Ce qui n'est ni dans un sujet (donc pas un accident particulier : je ne peux pas ne pas être) ni affirmé d'un sujet (je ne suis pas un universel, essence, espèce, substance seconde) est la substance individuelle ou première, c'est cette femme, sans ajout, être singulier. Le singulier est ce qui ne peut pas être affirmé de plusieurs sujets, par exemple Colette Soler.

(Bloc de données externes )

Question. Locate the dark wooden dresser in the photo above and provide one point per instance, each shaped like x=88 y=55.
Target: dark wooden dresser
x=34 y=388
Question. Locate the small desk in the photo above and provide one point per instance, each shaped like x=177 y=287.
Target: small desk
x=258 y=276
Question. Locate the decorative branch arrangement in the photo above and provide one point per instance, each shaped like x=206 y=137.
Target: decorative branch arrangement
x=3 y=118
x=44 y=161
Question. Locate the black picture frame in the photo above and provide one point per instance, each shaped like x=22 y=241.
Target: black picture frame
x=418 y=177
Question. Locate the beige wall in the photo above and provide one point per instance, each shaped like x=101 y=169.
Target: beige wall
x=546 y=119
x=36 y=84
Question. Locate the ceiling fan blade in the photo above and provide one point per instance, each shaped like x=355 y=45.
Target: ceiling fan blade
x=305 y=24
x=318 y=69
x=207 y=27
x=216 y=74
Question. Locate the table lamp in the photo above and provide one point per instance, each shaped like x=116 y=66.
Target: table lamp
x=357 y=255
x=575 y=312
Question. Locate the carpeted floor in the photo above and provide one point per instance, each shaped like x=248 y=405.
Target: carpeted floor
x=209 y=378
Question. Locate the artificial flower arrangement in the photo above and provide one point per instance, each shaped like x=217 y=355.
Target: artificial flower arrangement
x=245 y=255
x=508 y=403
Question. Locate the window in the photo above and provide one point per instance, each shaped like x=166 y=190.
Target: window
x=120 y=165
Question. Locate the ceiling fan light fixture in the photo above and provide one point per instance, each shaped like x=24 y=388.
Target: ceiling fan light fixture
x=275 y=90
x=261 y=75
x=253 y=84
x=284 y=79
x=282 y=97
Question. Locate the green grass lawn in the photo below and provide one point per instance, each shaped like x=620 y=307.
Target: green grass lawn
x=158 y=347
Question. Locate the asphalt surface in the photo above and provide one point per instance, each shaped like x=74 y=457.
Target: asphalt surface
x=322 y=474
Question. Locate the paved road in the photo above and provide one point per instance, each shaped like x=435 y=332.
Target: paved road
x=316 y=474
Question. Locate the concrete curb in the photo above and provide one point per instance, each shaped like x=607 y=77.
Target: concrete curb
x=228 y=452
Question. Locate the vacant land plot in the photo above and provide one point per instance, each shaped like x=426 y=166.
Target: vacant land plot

C'est l'exemple d'Aristote, enfin, pas Colette Soler mais Callias, un copain à lui.


L'on voit que la logique de l'inconscient qui distingue le sujet de l'énoncé du sujet de l'énonciation ne correspond pas à la logique classique produite par Aristote.

Il n'est possible de faire école qu'à partir de l'enseignement de Lacan, mais non à partir de la formation de l'inconscient visée par cet enseignement, d'où la possibilité de tout savoir sur le discours du maître et de tout de même prendre la position du maître dès que l'occasion se présente, par exemple comme plus-un de cartel.


La distinction entre ces deux sujets est proprement humaine : la chienne de Lacan n'a pas accès à la différence pure, c'est-à-dire à la différence du signifiant d'avec lui-même, ce qui veut dire qu'elle ne le prend jamais pour un autre (SIX 58). Alors que c'est ce que produit le transfert.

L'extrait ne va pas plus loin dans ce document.